Bei den Herren siegte der 17-jährige Gregor Klehe vom VV Ingelsberg zum dritten Mal in Folge.  Auf Adlon erhielt er 7,944 Punkte und konnte damit vor seinem Trainingspartner Jannik Liersch landen, der mit 7,837 Punkten den zweiten Platz für sich beanspruchte. Philipp Stippel belegte im Anschluss den dritten Rang mit seinem Pferd Sir Valentin und 7,529 Punkten. Jeder der drei Turner, die auf dem Podest landeten, erhielt zusätzlich die Startgenehmigung für die EM. Die Reserve stellt der viertplatzierte Julian Kögl aus Berlin-Brandenburg dar. Mit seiner Doppel-Partnerin Ronja Kähler wird er in Ungarn im Pas-de-Deux antreten. Das Duo gewann mit Daytona und Longenführer Lars Hansen mit insgesamt 8,375 Punkten.
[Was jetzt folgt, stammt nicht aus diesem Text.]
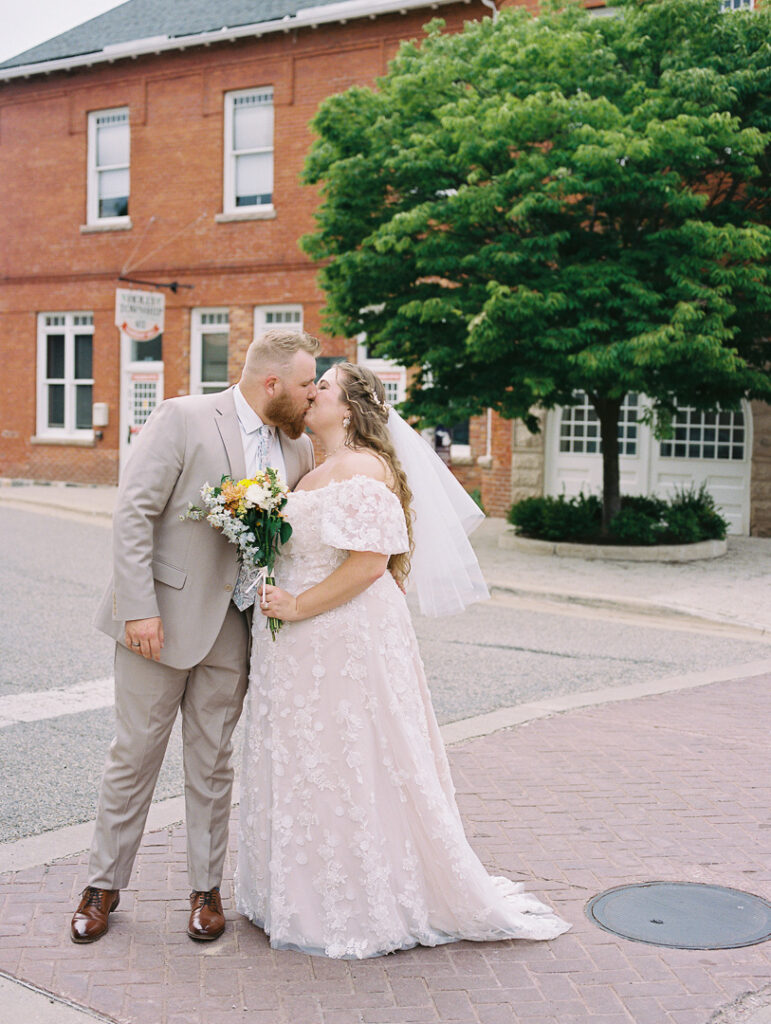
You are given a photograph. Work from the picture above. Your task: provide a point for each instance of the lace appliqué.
(350, 841)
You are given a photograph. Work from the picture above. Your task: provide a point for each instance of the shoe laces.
(207, 897)
(93, 896)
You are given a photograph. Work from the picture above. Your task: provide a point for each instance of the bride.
(350, 841)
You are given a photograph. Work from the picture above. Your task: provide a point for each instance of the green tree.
(541, 206)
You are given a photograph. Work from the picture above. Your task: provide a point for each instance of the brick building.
(164, 143)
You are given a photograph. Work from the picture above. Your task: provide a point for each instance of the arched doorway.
(713, 448)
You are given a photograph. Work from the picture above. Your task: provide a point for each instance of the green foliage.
(540, 206)
(636, 526)
(689, 504)
(559, 518)
(688, 517)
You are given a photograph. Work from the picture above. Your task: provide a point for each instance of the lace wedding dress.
(350, 841)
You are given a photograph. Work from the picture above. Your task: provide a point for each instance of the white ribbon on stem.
(260, 579)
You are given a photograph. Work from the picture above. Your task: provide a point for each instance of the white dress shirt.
(250, 423)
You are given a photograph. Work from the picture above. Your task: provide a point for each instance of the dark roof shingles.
(144, 18)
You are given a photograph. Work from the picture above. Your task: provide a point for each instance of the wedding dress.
(350, 841)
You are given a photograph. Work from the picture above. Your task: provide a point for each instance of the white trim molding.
(308, 17)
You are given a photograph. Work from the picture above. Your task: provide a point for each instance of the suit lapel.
(227, 424)
(291, 460)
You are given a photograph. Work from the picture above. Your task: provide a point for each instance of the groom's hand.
(144, 636)
(277, 603)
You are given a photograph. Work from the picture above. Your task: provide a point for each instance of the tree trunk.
(607, 411)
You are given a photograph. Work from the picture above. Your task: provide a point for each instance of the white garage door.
(705, 448)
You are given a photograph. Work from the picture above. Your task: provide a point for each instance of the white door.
(573, 455)
(141, 389)
(714, 449)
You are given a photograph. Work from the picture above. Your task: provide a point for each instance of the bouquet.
(249, 513)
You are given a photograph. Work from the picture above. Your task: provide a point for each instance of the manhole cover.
(683, 914)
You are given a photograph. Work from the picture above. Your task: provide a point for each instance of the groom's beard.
(282, 412)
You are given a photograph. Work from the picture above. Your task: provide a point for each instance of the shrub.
(689, 516)
(558, 518)
(712, 525)
(636, 525)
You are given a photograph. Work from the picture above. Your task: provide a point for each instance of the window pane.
(112, 145)
(254, 179)
(114, 184)
(83, 407)
(460, 432)
(114, 207)
(55, 356)
(214, 357)
(147, 351)
(253, 127)
(55, 404)
(83, 356)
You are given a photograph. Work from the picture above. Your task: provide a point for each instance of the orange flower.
(232, 493)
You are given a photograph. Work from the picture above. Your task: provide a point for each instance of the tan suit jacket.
(181, 570)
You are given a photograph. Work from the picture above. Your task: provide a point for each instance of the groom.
(181, 641)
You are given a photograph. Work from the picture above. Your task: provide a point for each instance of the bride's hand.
(276, 603)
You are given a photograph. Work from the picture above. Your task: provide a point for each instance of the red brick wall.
(176, 114)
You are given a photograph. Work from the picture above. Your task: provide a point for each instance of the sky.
(27, 23)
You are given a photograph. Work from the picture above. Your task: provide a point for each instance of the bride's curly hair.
(365, 395)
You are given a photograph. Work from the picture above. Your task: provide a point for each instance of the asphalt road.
(508, 651)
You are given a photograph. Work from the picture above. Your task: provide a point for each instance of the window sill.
(81, 440)
(254, 213)
(123, 224)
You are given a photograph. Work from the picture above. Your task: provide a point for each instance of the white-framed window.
(580, 426)
(210, 333)
(109, 178)
(392, 375)
(249, 151)
(65, 375)
(717, 434)
(266, 317)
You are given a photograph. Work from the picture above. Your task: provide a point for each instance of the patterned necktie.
(248, 573)
(263, 445)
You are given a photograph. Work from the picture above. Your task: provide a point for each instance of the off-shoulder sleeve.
(362, 514)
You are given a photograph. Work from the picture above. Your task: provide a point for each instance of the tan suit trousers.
(147, 696)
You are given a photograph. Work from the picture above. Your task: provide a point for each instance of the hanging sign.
(139, 314)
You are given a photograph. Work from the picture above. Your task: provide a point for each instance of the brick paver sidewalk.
(670, 787)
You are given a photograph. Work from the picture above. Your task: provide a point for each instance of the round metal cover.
(683, 914)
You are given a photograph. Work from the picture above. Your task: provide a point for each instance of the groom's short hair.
(276, 346)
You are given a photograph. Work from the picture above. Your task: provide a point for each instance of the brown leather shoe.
(207, 920)
(90, 921)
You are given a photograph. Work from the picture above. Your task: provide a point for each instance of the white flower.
(257, 496)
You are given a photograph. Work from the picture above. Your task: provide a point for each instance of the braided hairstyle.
(365, 395)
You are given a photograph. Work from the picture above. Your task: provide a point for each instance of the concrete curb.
(634, 605)
(615, 552)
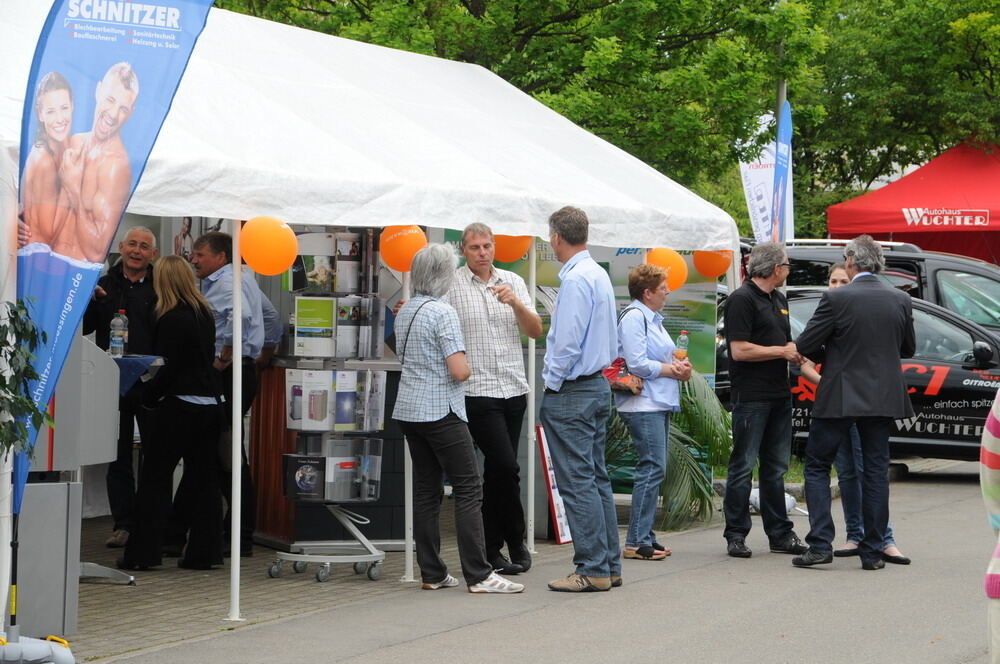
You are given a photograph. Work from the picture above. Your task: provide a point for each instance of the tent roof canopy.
(957, 191)
(314, 129)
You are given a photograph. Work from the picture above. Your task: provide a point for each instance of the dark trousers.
(443, 448)
(181, 431)
(185, 506)
(762, 432)
(121, 477)
(826, 436)
(495, 425)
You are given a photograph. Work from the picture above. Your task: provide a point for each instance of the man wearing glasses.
(759, 341)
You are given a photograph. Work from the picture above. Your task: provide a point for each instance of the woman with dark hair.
(850, 465)
(649, 354)
(40, 196)
(187, 419)
(430, 409)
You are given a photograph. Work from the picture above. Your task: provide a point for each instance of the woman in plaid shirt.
(430, 409)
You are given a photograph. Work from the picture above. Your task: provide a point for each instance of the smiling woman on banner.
(54, 112)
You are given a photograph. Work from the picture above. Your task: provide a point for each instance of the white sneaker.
(448, 582)
(495, 583)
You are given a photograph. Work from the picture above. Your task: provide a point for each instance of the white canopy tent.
(318, 130)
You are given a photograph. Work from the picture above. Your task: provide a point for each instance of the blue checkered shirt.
(427, 392)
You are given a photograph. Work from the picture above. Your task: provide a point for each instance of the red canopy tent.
(951, 203)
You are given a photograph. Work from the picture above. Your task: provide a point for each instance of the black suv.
(967, 286)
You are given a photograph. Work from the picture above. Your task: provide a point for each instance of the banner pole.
(407, 485)
(236, 458)
(532, 278)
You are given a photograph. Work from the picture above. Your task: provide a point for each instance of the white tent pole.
(407, 484)
(532, 278)
(236, 496)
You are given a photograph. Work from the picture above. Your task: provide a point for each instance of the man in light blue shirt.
(212, 260)
(582, 341)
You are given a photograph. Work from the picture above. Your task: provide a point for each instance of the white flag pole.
(236, 495)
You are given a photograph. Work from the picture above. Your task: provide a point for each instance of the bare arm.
(458, 366)
(745, 351)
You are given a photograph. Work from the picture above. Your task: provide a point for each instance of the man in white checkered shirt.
(494, 307)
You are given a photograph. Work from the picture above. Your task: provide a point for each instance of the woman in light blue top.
(649, 353)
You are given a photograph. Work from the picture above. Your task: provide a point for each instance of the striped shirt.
(492, 337)
(989, 480)
(427, 331)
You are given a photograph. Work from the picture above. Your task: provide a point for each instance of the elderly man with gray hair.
(759, 341)
(859, 332)
(430, 409)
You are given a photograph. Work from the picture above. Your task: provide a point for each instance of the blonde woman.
(186, 418)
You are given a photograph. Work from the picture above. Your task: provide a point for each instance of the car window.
(800, 311)
(808, 272)
(974, 296)
(939, 339)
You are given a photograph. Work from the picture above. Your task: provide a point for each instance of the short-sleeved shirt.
(427, 332)
(762, 319)
(492, 338)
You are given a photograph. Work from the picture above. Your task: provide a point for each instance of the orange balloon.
(510, 248)
(712, 264)
(268, 245)
(399, 244)
(672, 262)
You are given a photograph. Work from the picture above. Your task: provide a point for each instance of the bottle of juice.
(680, 352)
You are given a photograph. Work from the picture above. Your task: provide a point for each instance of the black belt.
(596, 374)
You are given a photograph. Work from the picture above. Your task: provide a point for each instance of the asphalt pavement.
(696, 606)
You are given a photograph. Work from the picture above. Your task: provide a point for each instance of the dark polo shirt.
(762, 319)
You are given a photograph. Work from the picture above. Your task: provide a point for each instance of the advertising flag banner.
(758, 189)
(781, 222)
(101, 83)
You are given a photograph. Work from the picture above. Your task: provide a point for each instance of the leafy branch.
(19, 338)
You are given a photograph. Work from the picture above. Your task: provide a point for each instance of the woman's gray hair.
(433, 270)
(764, 257)
(867, 254)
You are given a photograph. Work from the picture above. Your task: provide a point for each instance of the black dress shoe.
(503, 566)
(810, 558)
(520, 556)
(738, 548)
(791, 544)
(895, 560)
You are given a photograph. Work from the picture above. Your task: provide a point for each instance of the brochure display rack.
(337, 412)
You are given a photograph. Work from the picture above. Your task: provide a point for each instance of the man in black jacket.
(861, 330)
(127, 285)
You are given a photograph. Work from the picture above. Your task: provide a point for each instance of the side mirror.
(983, 353)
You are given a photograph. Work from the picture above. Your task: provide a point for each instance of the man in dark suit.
(861, 330)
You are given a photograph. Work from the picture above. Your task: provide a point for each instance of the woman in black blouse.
(186, 420)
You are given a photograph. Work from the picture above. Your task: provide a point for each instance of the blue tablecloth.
(130, 368)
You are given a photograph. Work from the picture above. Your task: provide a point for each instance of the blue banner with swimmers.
(101, 83)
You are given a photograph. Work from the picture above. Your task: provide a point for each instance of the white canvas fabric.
(314, 129)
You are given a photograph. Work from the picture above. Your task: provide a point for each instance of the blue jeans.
(575, 420)
(850, 467)
(762, 430)
(649, 435)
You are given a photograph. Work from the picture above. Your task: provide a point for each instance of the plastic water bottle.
(680, 352)
(119, 334)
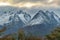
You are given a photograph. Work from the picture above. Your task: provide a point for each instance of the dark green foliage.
(55, 35)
Ebenfalls nominiert für die Weltmeisterschaften in Ungarn ist das Pas-de-Deux aus Bernau, bestehend aus Peter Künne und Diana Harwardt auf Sir Lau Lau und Longenführer Hendrik Falk. Das Paar konnte das Turnier in Warendorf wegen einer Verletzung Harwardts am Finaltag nicht abschließen.

Alina Roß war die erste Siegerin im Preis der Besten aus Mecklenburg-Vorpommern im Voltigieren. Die 17-jährige turnte sich auf ihrem Krumker Pferd San Zero und mit Longenführerin Marion Schulze nach vier Durchgängen und mit 8,32 Punkten an die Spitze. Sie verwies damit die Vorjahressiegerin Mara Xander aus Nordheim auf den zweiten Platz (8,027), die auf ihrem Pferd Lukas und mit Longenführerin Andrea Blatz geritten ist. Die Rheinländerin Fabienne Nitowski belegte hinter den beiden im Sattel von Dantez und longiert von Iris Schulten den dritten Platz (7,908 Punkte). Platz vier und fünf beanspruchten Marie Dierßen für den Landesverband Hannover und Kathrin Meyer aus Schleswig Holstein. Allerdings bekamen nur die ersten drei Starterinnen die Startberechtigung für die EM.

Die seit 2016 jährlich stattfindende Verleihung der Zukunftstrophy erhielt dieses Hannah Bidon aus Rheinland-Pfalz, die auf Ritchie – longiert von Katrin Kamp – nach jeweils einem Pflicht- und einem Kürdurchgang 6,912 Punkte erreichte. Insgesamt starteten elf Teilnehmerinnen im vorgegebenen Alter zwischen 12 und 14 aus zehn verschiedenen Landesverbänden. Dahinter belegten Frances Nandy Moldenhauer (6,859 Punkte) aus Sachsen-Anhalt und Justine Lindhorst (6,854 Punkte) vom Landesverband Schleswig-Holstein Platz zwei und drei.